Because the portal of entry for Legionella is the lung in virtually all cases, extrapulmonary manifestations usually result from bloodborne dissemination from the lung. Legionella has been identified in lymph nodes, spleen, liver, or kidneys in autopsied cases. Sinusitis, peritonitis, pyelonephritis, skin and soft tissue infection, septic arthritis, and pancreatitis have developed predominantly in immunosuppressed patients. The most severe sequela, neurologic dysfunction, is rare but can be debilitating. The most common neurologic deficits in the long term—ataxia and speech difficulties—result from cerebellar dysfunction.

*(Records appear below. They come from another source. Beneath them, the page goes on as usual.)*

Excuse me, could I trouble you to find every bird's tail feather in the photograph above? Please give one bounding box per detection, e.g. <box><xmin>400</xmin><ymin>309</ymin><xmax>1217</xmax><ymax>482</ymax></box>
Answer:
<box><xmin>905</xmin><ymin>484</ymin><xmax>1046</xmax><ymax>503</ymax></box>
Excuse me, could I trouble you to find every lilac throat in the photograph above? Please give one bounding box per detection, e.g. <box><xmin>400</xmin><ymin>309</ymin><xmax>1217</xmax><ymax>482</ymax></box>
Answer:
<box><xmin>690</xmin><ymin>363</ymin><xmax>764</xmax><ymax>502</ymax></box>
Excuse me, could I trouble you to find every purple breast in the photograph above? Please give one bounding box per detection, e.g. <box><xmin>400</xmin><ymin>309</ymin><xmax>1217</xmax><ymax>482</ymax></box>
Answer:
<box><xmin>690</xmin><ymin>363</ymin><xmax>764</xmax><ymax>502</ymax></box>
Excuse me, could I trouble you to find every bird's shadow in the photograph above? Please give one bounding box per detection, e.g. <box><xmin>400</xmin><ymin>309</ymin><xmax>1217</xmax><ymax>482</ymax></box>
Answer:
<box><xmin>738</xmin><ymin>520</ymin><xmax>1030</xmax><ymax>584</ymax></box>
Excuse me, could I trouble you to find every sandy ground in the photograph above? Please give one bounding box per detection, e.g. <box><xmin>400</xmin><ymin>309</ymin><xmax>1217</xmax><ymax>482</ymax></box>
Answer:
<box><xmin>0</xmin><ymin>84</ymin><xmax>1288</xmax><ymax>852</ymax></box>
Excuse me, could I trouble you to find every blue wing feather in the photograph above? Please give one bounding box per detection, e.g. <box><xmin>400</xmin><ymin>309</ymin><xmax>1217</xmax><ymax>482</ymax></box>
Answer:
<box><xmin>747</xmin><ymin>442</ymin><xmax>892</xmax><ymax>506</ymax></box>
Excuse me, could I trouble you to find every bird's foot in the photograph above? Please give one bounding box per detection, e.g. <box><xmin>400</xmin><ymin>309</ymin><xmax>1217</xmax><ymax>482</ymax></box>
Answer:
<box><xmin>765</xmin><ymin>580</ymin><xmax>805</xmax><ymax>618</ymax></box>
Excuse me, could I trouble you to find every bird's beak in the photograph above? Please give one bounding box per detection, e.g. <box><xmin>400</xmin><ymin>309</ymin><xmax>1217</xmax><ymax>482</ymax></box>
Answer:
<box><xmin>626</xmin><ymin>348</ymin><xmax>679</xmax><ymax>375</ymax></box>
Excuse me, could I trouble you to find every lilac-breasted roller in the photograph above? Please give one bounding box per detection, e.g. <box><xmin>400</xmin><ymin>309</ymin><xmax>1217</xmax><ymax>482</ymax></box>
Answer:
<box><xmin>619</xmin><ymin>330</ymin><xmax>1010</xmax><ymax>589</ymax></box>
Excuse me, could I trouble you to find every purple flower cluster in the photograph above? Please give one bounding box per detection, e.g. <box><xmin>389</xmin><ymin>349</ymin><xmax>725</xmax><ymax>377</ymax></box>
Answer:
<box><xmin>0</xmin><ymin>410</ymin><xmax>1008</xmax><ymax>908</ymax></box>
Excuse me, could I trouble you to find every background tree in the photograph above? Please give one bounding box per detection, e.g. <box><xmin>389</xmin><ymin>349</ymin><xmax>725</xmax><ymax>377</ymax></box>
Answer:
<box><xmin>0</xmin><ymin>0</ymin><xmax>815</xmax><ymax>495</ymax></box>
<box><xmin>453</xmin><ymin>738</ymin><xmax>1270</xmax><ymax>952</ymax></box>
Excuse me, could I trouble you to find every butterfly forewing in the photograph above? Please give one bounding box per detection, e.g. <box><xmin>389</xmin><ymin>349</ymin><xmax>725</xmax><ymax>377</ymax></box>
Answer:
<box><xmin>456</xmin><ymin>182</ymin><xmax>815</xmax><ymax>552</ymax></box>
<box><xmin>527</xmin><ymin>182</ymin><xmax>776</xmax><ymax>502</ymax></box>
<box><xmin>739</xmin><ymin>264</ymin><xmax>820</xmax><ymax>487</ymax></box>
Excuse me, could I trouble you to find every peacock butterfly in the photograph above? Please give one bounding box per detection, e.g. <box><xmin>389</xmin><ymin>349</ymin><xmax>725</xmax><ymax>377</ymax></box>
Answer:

We speculate that cardiac abnormalities in patients without pneumonia are caused by Legionella-contaminated water entering through an intravenous site, chest tube, or surgical wound, with subsequent seeding of a prosthetic valve, the myocardium, or the pericardium. This scenario is supported by cases occurring at Stanford University Hospital in which sternal wound infections and prosthetic valve endocarditis due to L. pneumophila were observed. The source was a sink in the postoperative surgical recovery ward.

Chest Radiography

Virtually all patients with Legionnaires’ disease have abnormal chest radiographs showing pulmonary infiltrates at the time of clinical presentation. In a few cases of hospital-acquired disease, fever and respiratory tract symptoms have preceded the radiographic appearance of the infiltrate. Radiologic findings are nonspecific. Pleural effusion is evident in 28–63% of patients on hospital admission. In immunosuppressed patients, especially those receiving glucocorticoids, distinctive rounded nodular opacities may be seen; these lesions may expand and cavitate (Fig. 184-1). Likewise, abscesses can occur in immunosuppressed hosts. The progression of infiltrates and pleural effusion on chest radiography despite appropriate antibiotic therapy within the first week is common, and radiographic improvement lags behind clinical improvement by several days. Complete clearing of infiltrates requires 1–4 months. Computed tomography (CT) is more sensitive than chest radiography, may show more extensive disease, and should be performed if fever persists during treatment with presumably effective antibiotics (Fig. 184-2).

FIGURE 184-1

Chest radiographic findings in a 52-year-old man who presented with pneumonia subsequently diagnosed as Legionnaires’ disease. The patient was a cigarette smoker with chronic obstructive pulmonary disease and alcoholic cardiomyopathy; he had received glucocorticoids. Legionella pneumophila was identified by direct fluorescent antibody staining and culture of sputum. Left: Baseline chest radiograph showing long-standing cardiomegaly. Center: Admission chest radiograph showing new rounded opacities. Right: Chest radiograph taken 3 days after admission, during treatment with erythromycin.

FIGURE 184-2

Computed tomography (CT) scans of a 49-year-old woman with no underlying conditions who presented with community-acquired pneumonia. CT revealed multilobar infiltrates, some of which were not as prominent on chest x-ray. Cultures of both the patient’s sputum and her home water supply yielded Legionella pneumophila serogroup 1. (Images courtesy of Dr. Wen-Chien Ko, National Cheng Kung University Hospital, Tainan, Taiwan.)